Ardit Gashi (born 9 December 1998) is a professional footballer who plays as a forward for Italian club FC Bassano. Born in Italy, he has represented the Kosovo U21 national team at international level.

==Early life==
Gashi was born in Treviso, Italy from Kosovo Albanian parents from Suva Reka.

==Club career==

===Giorgione===
On 6 September 2015, Gashi made his debut in a 0–0 home draw against Abano after being named in the starting line-up.

====Loan at Torino Primavera====
On 28 July 2016, Gashi joined Campionato Nazionale Primavera side Torino Primavera. On 17 December 2016, he made his debut in a 2–2 home draw against Udinese after coming on as a substitute in place of Filippo Berardi.

===Bassano Virtus 55===
On 2 January 2017, Gashi joined Serie C side Bassano Virtus 55. On 12 March 2017, he made his debut in a 1–0 away defeat against Sambenedettese after coming on as a substitute at 84th minute in place of Michael Fabbro. On 7 July 2017, the club announced that Gashi signed a three-year professional contract with Bassano Virtus 55.

===Vicenza Virtus===
On 24 May 2018, Stefano Rosso, the chairman of Bassano Virtus 55 announced the merging of the team with another Serie C club Vicenza Virtus and after the merging of the teams like most players of Bassano Virtus 55, also Gashi became part of the Vicenza Virtus.
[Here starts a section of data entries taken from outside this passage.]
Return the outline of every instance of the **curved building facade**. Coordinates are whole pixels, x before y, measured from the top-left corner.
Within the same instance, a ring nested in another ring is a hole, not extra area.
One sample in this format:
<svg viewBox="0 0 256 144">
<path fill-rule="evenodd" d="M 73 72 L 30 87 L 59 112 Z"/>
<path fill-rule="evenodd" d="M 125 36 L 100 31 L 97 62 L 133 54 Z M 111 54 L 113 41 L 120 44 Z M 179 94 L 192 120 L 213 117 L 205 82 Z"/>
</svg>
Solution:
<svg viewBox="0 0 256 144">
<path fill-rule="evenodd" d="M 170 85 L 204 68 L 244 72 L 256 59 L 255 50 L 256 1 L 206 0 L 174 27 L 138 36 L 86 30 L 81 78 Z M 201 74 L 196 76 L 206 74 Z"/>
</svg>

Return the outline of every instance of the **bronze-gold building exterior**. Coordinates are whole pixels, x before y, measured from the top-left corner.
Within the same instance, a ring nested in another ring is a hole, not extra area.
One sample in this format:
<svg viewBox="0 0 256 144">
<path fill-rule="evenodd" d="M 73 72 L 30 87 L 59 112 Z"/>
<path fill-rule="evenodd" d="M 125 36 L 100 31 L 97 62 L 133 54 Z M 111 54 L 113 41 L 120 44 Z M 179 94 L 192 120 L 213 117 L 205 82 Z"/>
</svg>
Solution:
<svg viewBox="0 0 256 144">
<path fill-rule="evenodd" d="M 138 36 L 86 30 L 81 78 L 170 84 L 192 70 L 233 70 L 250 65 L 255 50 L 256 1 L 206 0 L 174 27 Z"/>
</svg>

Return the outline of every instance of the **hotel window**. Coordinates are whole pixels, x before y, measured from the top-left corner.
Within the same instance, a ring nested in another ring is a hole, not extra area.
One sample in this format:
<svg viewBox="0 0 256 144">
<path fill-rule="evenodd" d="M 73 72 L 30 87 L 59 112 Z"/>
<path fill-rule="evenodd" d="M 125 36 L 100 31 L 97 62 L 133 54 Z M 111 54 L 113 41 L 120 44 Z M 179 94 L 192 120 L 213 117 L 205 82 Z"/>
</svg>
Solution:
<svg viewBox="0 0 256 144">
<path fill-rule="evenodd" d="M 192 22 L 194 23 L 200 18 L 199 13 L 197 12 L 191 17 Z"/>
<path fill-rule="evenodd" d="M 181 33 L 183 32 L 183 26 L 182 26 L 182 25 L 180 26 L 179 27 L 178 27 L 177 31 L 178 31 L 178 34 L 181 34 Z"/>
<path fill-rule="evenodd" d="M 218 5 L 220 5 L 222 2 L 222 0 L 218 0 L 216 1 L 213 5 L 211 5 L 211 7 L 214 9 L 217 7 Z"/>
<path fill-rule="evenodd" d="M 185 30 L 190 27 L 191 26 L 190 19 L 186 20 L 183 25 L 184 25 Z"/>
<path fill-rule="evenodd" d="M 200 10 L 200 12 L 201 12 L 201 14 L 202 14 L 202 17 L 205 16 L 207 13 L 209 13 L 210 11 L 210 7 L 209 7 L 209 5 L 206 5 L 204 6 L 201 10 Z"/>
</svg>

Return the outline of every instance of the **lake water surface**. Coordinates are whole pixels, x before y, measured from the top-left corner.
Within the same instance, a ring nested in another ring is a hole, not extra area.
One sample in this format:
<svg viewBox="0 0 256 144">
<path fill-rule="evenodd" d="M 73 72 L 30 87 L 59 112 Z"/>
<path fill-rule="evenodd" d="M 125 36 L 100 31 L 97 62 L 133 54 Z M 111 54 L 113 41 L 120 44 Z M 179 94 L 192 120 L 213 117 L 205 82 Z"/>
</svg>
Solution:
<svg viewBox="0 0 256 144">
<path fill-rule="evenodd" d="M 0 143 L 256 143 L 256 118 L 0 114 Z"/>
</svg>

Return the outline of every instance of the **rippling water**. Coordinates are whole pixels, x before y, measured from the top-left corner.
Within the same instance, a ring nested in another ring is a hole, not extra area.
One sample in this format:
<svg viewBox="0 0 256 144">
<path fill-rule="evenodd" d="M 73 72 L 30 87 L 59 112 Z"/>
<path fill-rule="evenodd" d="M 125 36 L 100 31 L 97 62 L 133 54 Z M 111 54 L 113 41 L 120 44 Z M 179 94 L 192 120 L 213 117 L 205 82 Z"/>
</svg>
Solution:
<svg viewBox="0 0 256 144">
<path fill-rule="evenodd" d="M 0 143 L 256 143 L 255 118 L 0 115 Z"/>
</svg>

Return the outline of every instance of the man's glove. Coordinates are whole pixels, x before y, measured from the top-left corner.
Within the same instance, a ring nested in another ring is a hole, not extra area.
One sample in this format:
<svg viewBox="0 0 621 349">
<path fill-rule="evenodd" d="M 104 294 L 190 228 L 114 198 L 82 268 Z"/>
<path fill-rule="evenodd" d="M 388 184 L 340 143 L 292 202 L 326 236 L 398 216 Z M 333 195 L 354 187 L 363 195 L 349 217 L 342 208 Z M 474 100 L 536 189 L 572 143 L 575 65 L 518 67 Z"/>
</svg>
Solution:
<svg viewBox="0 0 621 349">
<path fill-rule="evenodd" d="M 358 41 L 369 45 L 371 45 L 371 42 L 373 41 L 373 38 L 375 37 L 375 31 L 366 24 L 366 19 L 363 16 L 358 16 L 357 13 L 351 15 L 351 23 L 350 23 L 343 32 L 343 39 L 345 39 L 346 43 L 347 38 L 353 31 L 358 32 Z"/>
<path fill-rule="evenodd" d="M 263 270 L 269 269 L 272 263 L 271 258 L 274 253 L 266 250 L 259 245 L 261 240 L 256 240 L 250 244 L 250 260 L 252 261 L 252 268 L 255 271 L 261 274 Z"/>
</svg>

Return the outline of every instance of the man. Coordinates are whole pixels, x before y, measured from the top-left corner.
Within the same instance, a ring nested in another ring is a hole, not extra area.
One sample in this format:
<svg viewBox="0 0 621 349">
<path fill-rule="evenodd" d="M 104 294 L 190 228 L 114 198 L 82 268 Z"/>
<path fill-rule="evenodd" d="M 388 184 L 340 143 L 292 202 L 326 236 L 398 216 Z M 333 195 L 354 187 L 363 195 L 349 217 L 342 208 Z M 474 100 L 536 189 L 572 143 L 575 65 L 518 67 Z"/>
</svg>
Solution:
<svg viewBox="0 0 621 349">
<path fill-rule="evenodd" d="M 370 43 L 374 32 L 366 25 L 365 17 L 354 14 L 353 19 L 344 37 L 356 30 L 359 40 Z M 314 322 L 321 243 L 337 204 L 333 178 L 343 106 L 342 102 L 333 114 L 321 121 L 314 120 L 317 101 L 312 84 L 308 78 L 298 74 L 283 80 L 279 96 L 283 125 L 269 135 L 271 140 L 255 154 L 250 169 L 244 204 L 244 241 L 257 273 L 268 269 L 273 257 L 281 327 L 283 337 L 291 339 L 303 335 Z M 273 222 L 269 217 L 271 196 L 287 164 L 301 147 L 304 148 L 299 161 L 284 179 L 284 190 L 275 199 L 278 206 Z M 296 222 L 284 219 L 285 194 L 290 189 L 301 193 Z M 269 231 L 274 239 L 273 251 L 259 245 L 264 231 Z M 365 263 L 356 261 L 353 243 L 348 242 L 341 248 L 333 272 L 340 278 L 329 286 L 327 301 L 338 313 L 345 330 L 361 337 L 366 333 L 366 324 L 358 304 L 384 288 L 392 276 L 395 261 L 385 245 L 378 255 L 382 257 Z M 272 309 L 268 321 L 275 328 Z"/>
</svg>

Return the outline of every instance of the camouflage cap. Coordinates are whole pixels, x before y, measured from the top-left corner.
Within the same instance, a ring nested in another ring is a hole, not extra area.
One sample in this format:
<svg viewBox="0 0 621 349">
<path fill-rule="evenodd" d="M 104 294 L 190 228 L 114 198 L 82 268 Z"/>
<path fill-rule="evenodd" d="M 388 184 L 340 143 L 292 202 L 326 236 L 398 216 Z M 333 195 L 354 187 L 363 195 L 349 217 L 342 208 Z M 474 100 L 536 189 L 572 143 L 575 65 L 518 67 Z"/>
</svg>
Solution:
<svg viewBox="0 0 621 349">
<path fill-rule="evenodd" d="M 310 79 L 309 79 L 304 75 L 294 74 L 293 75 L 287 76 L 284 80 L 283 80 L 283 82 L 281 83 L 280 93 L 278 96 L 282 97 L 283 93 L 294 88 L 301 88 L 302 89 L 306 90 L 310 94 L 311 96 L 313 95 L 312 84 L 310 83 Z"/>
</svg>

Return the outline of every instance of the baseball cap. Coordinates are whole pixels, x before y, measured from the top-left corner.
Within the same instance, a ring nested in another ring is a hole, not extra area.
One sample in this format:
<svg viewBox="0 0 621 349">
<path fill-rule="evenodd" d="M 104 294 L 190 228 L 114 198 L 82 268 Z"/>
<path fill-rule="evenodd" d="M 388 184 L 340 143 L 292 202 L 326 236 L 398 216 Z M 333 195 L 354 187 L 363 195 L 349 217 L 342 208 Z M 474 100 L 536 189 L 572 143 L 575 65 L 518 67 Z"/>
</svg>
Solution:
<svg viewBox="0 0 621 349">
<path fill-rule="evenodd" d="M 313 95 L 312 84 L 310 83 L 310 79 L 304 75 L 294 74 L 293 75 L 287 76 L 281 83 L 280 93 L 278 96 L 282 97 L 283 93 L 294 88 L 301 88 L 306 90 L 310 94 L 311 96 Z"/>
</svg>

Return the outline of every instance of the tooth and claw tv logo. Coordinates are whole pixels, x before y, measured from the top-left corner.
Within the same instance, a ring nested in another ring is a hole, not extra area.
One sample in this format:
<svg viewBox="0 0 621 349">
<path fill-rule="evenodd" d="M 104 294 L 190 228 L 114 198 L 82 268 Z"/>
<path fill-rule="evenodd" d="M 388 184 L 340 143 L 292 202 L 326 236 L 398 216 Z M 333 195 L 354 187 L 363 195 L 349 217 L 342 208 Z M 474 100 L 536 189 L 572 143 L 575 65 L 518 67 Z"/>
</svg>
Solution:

On 29 July 2018, he made his debut with Vicenza Virtus in the first round of 2018–19 Coppa Italia against Chieri after coming on as a substitute at 60th minute in place of Gianluca Laurenti. On 3 October 2019, his contract was dissolved by mutual consent.

===Luparense===
On 6 October 2019, he joined fourth-tier Serie D club Luparense.

==International career==
On 21 March 2017, Gashi received a call-up from Kosovo U21 for a 2019 UEFA European Under-21 Championship qualification match against Republic of Ireland U21 and made his debut after being named in the starting line-up.